Police Scotland is the second largest force in the UK after the Met but it is the only one not to have the cameras as standard equipment.

The technology has been in use in England since 2016.

"It will be a game changer for a whole range of reasons," said the chief superintendent.

"Not just from the point of police assaults but catching best evidence, disproving complaints or providing good evidence for public complaints.

"All round it's very welcome and can't come soon enough.

"Any change like this will be challenging and Highlands and Islands provides its own challenges.

"It's not just about the camera that the officer wears.
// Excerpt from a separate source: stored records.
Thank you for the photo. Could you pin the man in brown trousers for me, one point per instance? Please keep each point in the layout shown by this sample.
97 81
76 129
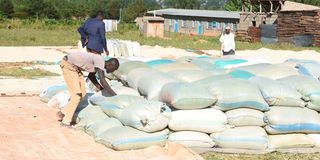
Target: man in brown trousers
72 66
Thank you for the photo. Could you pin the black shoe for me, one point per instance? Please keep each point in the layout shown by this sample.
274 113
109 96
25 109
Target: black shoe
66 125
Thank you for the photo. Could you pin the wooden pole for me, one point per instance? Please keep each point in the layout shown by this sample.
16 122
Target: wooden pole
260 5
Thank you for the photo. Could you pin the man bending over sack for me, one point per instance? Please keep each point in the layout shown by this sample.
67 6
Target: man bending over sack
72 66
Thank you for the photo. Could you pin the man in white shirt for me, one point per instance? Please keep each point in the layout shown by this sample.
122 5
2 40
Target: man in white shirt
228 45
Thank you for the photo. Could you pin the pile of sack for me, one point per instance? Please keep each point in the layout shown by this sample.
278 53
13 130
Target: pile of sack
203 102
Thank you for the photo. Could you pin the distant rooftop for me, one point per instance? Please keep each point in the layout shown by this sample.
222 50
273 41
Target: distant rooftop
196 13
295 6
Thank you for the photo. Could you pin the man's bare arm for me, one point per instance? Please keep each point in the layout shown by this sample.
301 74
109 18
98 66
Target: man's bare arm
93 79
104 83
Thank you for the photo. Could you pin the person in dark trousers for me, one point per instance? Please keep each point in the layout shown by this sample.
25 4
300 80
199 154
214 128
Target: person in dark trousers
93 34
228 45
72 66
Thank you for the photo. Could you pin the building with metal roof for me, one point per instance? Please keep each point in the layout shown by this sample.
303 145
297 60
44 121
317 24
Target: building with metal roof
197 22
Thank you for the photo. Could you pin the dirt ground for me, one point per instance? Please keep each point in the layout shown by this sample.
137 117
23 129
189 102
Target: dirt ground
29 131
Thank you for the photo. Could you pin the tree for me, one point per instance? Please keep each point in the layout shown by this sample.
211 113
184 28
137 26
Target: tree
113 9
6 8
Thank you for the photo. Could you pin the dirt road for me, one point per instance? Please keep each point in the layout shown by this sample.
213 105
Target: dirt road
29 131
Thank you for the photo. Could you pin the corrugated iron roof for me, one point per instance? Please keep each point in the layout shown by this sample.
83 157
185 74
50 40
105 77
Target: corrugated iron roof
196 13
295 6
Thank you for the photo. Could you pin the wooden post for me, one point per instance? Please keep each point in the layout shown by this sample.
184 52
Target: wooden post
281 4
260 5
242 5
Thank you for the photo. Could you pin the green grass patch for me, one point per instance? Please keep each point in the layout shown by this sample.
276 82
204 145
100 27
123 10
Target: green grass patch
271 156
19 72
38 37
197 42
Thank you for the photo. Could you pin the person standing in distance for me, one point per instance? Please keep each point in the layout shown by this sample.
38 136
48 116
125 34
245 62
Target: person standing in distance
228 45
93 34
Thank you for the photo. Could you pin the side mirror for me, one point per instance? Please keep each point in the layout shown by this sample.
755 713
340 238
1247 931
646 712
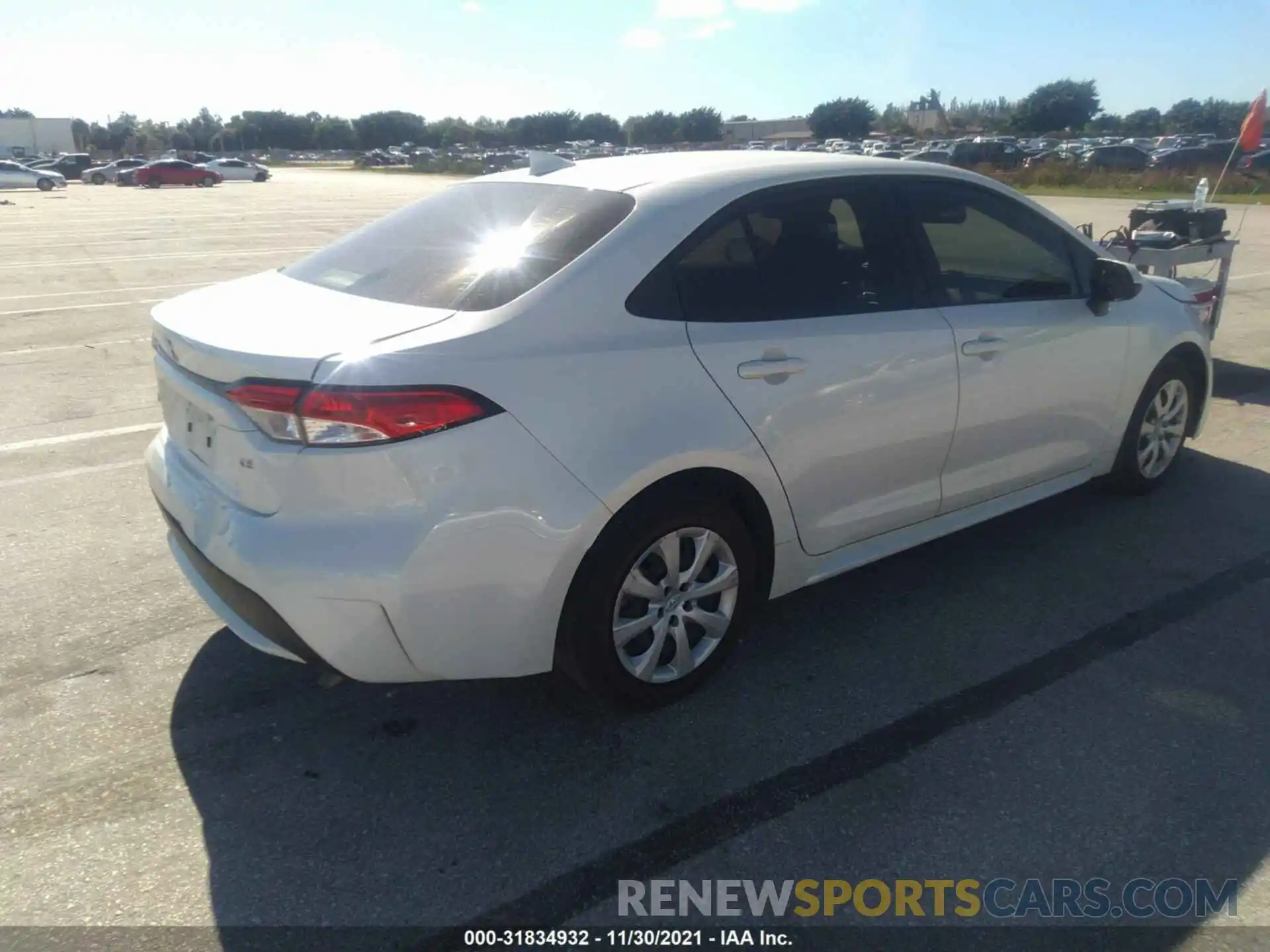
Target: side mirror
1111 281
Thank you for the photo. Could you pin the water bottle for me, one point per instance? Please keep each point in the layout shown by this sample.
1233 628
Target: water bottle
1201 194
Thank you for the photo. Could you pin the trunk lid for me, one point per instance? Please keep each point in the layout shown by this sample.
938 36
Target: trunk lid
270 325
263 327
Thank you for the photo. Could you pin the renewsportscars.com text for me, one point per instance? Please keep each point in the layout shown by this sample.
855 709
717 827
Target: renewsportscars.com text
1173 898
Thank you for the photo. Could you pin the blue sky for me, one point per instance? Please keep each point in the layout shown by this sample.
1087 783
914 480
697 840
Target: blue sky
508 58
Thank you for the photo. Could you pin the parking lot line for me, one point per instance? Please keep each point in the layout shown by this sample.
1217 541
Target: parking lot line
71 347
80 307
110 291
65 474
77 437
228 235
228 253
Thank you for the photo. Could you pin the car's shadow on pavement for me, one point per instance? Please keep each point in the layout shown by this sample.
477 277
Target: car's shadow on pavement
1071 691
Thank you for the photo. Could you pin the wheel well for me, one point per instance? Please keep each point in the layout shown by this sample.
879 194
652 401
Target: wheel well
740 494
1193 360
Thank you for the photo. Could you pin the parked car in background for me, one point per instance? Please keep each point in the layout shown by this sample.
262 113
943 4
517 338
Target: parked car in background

There's the docking station and the IT infrastructure that sits behind it.

"All that needs to happen, which is a massive IT project, which is further complicated by our geography.".

Police officers across Scotland suffered 18 assaults a day in 2022/23 which, while a slight reduction on the previous year, still accounted for a total of 6,657 cases.

In more than a quarter of these episodes, officers sustained notable injuries.

In January Scott McGregor was jailed for 12 years after pleading guilty to the attempted murder of one police officer and assaulting two others during a frenzied attack that took place in a flat in Glasgow’s Lambhill in October 2022.